The Teacher Retirement System of Texas’s proposed new office in Singapore is taking shape and is expected to house four staff initially, internal documents show.
In a presentation published on Friday, chief investment officer Jerry Albright outlined how the move would provide cost savings, facilitate closer Asian market awareness and deeper local relationships, and benefit from subsidies from the Monetary Authority of Singapore.
However, it might take longer for the $153 billion state pension to generate a profit in Asia than in Europe because of cultural differences, he warned.
Albright did not reveal the identities of the team members being considered for transfer to the new Singapore branch but said $300,000 a year could be saved by relocating a trader from its Austin headquarters.
A spokesman for Texas Teachers, when asked by AsianInvestor, declined to comment on when exactly the new office would open and the extent to which there were plans to hire locally.
Albright said the fund would seek to replicate the success of its London operation for its $22.2 billion of assets in Asia, having been "on this track [towards setting up an office in the region] for a number of years".
The UK office was set up in 2015 to focus on private market investments in Europe. Since then, the operation has sourced 212 opportunities representing $22.6 billion in deal flow, with 66 of those coming last year, totalling $7.7 billion in value.
Texas Teachers' international expansion is occurring at the same time as it moves to build up its in-house capabilities, so it can do more direct deals and allocations and also slash the fees paid to external managers.
It aims to almost double its internal investment headcount over the next four years, reflecting similar ambitions among other large asset owners, such as the California State Teachers' Retirement System.
The Texas fund's strong focus on investments in private equity, real estate and infrastructure is understandable: these assets have been the main drivers of returns in recent years. Its private market portfolio beat its benchmark by 206 basis points on a three-year rolling basis, as of the first quarter of 2019, having targeted an outperformance of 155bp.
Its public equity portfolio, meanwhile, has underperformed its benchmark over one, three and five years.
The Texas Teachers spokesman told AsianInvestor he could not comment further on the Singapore plans beyond what appears in the published presentation. “To that end, I can’t discuss specifics on location, staffing or costs at this point – not until the board of trustees has approved all that,” he said.
The fund had initially also considered Hong Kong as a potential Asia base. Other large investors have also made the Chinese territory their regional headquarters, such as Canadian public-sector retirement fund managers CPPIB, Ontario Teachers' Pension Plan and PSP Investments, the latter just this year.
Asked why the Texan fund now favours Singapore, the spokesman said: “We won’t comment on questions of this nature.”

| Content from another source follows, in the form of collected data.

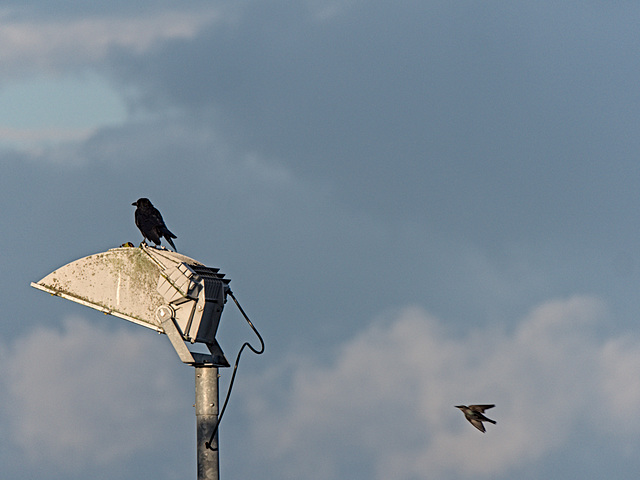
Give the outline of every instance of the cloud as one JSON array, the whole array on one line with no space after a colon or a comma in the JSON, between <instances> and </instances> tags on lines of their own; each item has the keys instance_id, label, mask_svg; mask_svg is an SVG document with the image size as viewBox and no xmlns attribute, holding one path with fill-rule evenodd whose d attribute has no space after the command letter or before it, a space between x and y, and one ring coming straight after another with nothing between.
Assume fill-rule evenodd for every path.
<instances>
[{"instance_id":1,"label":"cloud","mask_svg":"<svg viewBox=\"0 0 640 480\"><path fill-rule=\"evenodd\" d=\"M74 473L171 448L163 433L190 392L155 338L74 318L3 346L0 418L18 463Z\"/></svg>"},{"instance_id":2,"label":"cloud","mask_svg":"<svg viewBox=\"0 0 640 480\"><path fill-rule=\"evenodd\" d=\"M142 53L161 40L192 37L216 17L211 7L198 11L161 9L140 16L40 19L0 15L0 61L4 71L13 75L93 65L113 47Z\"/></svg>"},{"instance_id":3,"label":"cloud","mask_svg":"<svg viewBox=\"0 0 640 480\"><path fill-rule=\"evenodd\" d=\"M544 3L354 2L319 20L304 2L249 1L233 21L108 61L132 106L210 114L238 150L375 215L498 249L549 231L592 241L634 188L638 72L632 42L603 33L638 12L590 6L576 22L584 9ZM602 160L612 151L628 167Z\"/></svg>"},{"instance_id":4,"label":"cloud","mask_svg":"<svg viewBox=\"0 0 640 480\"><path fill-rule=\"evenodd\" d=\"M27 144L49 144L52 142L79 142L95 133L91 128L19 128L0 125L0 145L15 147Z\"/></svg>"},{"instance_id":5,"label":"cloud","mask_svg":"<svg viewBox=\"0 0 640 480\"><path fill-rule=\"evenodd\" d=\"M600 301L578 296L540 305L512 331L456 337L403 309L333 361L297 358L251 387L259 462L280 478L495 478L562 449L579 428L624 444L617 427L628 437L639 426L627 413L640 406L640 341L596 339L606 318ZM460 403L496 403L497 425L480 434Z\"/></svg>"}]
</instances>

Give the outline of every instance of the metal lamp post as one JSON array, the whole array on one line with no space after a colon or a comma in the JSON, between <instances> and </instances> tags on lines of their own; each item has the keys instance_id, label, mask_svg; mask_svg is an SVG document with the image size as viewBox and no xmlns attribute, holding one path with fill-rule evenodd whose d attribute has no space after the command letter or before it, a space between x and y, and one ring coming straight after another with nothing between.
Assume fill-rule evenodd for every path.
<instances>
[{"instance_id":1,"label":"metal lamp post","mask_svg":"<svg viewBox=\"0 0 640 480\"><path fill-rule=\"evenodd\" d=\"M166 334L180 360L195 368L198 480L219 479L218 367L229 362L215 337L229 281L217 268L142 244L81 258L31 283ZM209 353L192 352L194 343Z\"/></svg>"}]
</instances>

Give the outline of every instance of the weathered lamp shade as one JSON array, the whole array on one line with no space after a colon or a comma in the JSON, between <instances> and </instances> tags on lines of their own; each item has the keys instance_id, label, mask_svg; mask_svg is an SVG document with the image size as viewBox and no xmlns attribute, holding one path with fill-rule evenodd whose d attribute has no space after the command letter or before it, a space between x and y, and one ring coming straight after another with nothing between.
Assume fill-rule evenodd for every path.
<instances>
[{"instance_id":1,"label":"weathered lamp shade","mask_svg":"<svg viewBox=\"0 0 640 480\"><path fill-rule=\"evenodd\" d=\"M81 258L31 286L165 333L185 363L228 367L216 341L228 284L217 268L142 244Z\"/></svg>"}]
</instances>

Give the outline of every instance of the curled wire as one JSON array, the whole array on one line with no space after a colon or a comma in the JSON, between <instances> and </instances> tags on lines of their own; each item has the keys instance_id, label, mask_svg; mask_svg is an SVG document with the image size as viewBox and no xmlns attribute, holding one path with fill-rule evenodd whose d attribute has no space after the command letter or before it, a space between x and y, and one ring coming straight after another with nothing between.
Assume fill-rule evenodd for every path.
<instances>
[{"instance_id":1,"label":"curled wire","mask_svg":"<svg viewBox=\"0 0 640 480\"><path fill-rule=\"evenodd\" d=\"M220 415L218 416L218 421L216 422L216 426L213 429L213 432L211 433L211 438L209 438L209 441L205 443L205 447L208 448L209 450L215 450L211 446L211 443L213 442L213 439L216 436L216 433L218 433L218 427L220 426L220 422L222 421L222 416L224 415L224 412L227 409L227 404L229 403L229 397L231 396L231 389L233 388L233 382L236 379L236 373L238 371L238 364L240 363L240 356L242 355L242 351L244 350L244 347L249 347L249 349L256 355L262 355L264 353L264 340L262 339L262 336L260 336L260 333L258 332L256 327L253 326L253 323L251 323L251 320L249 320L249 317L247 316L247 314L244 313L244 310L240 306L240 303L238 303L238 300L236 299L236 297L233 295L233 292L229 289L227 290L227 293L235 302L236 306L238 307L238 310L240 310L240 313L242 313L242 316L247 321L247 323L249 324L253 332L256 334L256 336L258 337L258 340L260 340L260 348L257 349L253 345L251 345L249 342L244 342L242 344L242 347L240 347L240 351L238 351L238 356L236 357L236 362L233 365L233 374L231 375L231 381L229 382L229 388L227 389L227 396L224 399L222 410L220 410Z\"/></svg>"}]
</instances>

In any case, it is easy to imagine that the prevailing political turbulence in Hong Kong will only have strengthened the pension plan’s preference for the Lion City.
LONDON STILL CALLING
Not that the political turmoil in the UK has swayed Texas Teachers away from its conviction that London is the best venue for its European office.
Concerns were raised in April by some board members over Britain’s vote to exit the European Union about whether it was wise to retain the presence in the UK capital. But in the published internal committee report Albright assured them that it had good prospects and was seeing strong results.
The fund even plans to move to a new location in London to take advantage of the Brexit turmoil, given office leases are now potentially as much as 40% cheaper than was the case in 2015, he added.
The pension plan is also looking to add staff in the city, having recently added a second real estate professional to take its headcount to five, according to a fund spokesman.